Незадолго до бегства короля, в мае 1791 года, убежище Марату предоставил один из сочувствующих, некий гравер Маке. Этот господин жил безбедно. Он располагал обширной квартирой и имел сожительницу, тридцатишестилетнюю госпожу Фулез, даму, увлеченную революцией. Она читала «Друга народа», восхищалась стойкостью его редактора, и, когда вдруг сам этот редактор оказался под ее кровлей, она была в полном восторге. Марат очаровал госпожу Фулез. Она стала выполнять разные его поручения, играла роль связной с типографией, с кафе на улице Капнет и наконец как-то в отсутствие Маке, уехавшего на несколько дней из Парижа, призналась своему кумиру, что жизнь ее с гравером очень тяжела, что Маке мучит ее и утесняет и что она желала бы с ним порвать. Марат, чуткий ко всякой несправедливости, горячо принял сторону обиженной и обещал ей помощь. Когда приехал Маке, разразился страшный скандал. Разъяренный гравер выгнал госпожу Фулез (не говоря уже о Марате), оставив ее без средств к существованию. Марат, которому и своих дел в это время было по горло, выступил на страницах «Друга народа» в защиту госпожи Фулез, а досужие интриганы не преминули создать вокруг этого случая очередную амурную историю…
Однако всем историям и сплетням разом наступил конец, как только появилась Симонна. До рокового дня 13 июля 1793 года она была безупречной подругой, верным помощником, преданным соратником-борцом. А потом, еще долгие тридцать один год, до самой смерти, она достойно носила гордое звание «вдовы Марата», и никакие личные соображения, никакие политические катаклизмы, перемены правительств и режимов, которыми так щедро баловала нас судьба в послереволюционные годы, не могли лишить ее этой гордости и верности человеку, остававшемуся для нее единственным и вечным.
* * *
Их было три сестры: Симонна, Катерина и Этьеннетта.
Они выросли в Турню, без матери. Рано овдовевший отец, простой плотник, заботился о них, как умел, и, несмотря на постоянную нужду, сумел всех троих обучить грамоте. Когда он умер, девушки уехали на заработки в столицу. Свою самостоятельную жизнь Симонна начала в прачечной, потом устроилась на часовую фабрику. Катерина вскоре вышла замуж за рабочего-печатника. Все жили вместе, дружной трудовой семьей, в доме номер 243 по улице Сент-Оноре.

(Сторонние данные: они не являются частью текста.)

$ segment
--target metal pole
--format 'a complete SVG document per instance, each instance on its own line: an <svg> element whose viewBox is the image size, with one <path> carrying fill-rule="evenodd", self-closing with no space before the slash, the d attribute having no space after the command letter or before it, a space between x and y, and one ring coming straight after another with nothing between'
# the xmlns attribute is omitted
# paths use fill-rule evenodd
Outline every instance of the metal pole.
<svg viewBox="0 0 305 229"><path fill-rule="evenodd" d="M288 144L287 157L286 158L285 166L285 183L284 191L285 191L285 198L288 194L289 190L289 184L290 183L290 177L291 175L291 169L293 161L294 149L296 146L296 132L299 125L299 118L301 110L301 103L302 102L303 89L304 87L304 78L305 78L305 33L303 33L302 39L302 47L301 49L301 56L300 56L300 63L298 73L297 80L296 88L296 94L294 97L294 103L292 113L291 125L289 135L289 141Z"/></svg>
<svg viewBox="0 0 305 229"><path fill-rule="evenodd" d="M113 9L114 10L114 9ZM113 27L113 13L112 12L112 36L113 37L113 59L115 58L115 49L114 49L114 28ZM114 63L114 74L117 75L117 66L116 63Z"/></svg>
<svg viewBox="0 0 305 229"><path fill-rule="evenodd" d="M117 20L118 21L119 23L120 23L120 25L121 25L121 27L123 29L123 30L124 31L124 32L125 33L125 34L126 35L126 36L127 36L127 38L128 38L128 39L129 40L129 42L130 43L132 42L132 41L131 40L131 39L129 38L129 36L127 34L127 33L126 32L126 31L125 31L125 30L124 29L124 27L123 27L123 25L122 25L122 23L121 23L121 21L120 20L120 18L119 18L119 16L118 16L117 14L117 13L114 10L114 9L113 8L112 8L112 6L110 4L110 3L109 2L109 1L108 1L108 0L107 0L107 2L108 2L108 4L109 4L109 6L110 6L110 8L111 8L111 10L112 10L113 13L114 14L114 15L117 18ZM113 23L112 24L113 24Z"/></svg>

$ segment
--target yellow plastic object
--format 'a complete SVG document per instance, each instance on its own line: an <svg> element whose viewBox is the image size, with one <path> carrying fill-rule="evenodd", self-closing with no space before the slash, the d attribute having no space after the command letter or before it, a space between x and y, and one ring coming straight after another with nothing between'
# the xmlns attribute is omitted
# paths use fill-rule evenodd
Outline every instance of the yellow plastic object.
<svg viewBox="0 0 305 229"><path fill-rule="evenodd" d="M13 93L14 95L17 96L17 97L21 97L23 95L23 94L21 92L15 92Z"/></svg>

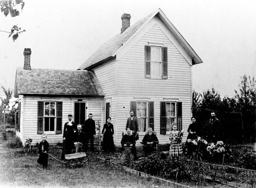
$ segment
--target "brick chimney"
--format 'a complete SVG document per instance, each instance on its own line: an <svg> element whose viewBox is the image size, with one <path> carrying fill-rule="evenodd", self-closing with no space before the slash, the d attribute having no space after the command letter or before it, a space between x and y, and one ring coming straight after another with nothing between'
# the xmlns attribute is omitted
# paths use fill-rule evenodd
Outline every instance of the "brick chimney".
<svg viewBox="0 0 256 188"><path fill-rule="evenodd" d="M130 19L131 15L129 14L123 14L121 16L122 19L122 28L121 28L121 33L122 33L127 28L130 27Z"/></svg>
<svg viewBox="0 0 256 188"><path fill-rule="evenodd" d="M24 49L24 67L25 70L31 70L30 66L30 55L31 55L31 49L30 48Z"/></svg>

В 1790 году муж Катерины работал в типографии, печатавшей «Друга народа». Тогда-то Марат и познакомился с сестрами. Они разделяли его взгляды, стремились помочь, чем могли; когда же началась его жизнь изгоя, он часто находил убежище и стол в их доме.
Симонна рассказывала мне, что полюбила с первого взгляда. Но она долго старалась не выдать своего чувства, Марат же ничего не замечал или опасался поверить тому, что замечал: ему, уже немолодому, больному человеку, так мало следящему за своей внешностью, бездомному, гонимому нуждой и врагами, казалось невероятным, чтобы красивая молодая девушка, которой он годился в отцы, могла испытывать к нему что-либо, кроме брезгливой жалости…

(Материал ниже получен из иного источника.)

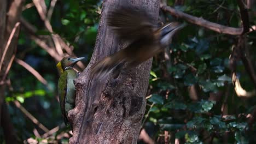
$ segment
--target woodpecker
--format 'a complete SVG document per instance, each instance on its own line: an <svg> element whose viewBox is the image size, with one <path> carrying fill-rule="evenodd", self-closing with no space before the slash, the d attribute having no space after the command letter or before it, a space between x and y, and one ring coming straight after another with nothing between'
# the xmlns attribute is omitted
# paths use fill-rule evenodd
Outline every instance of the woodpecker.
<svg viewBox="0 0 256 144"><path fill-rule="evenodd" d="M66 125L68 123L68 112L75 106L75 88L73 81L78 77L78 73L73 69L73 67L84 58L65 57L56 65L61 73L58 82L58 92L61 112Z"/></svg>
<svg viewBox="0 0 256 144"><path fill-rule="evenodd" d="M129 69L137 66L164 51L173 35L185 26L172 22L158 28L152 15L145 9L129 7L110 10L107 16L108 26L120 39L130 44L92 65L92 77L104 78L114 70L120 71L124 64Z"/></svg>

Но так уж получилось, что, когда он отдал себя целиком делу народа, его полюбила дочь народа, своей юностью, красотой, преданностью ему и его делу сумевшая скрасить горечь и боль последних лет его жизни…
…Она пришла, поняв, что настало ее время, что она необходима ему, ибо сейчас никто ее не заменит.
* * *
Марат возвратился из своего неудавшегося путешествия 27 сентября.
Он был полон энергии и хороших предчувствий. II когда 1 октября Законодательное собрание приступило к своим трудам, он, как бы вспомнив настроения лета 1789 года, приветствовал новых «отцов-сенаторов» и напутствовал их добрыми словами. Иллюзии рассеялись быстро.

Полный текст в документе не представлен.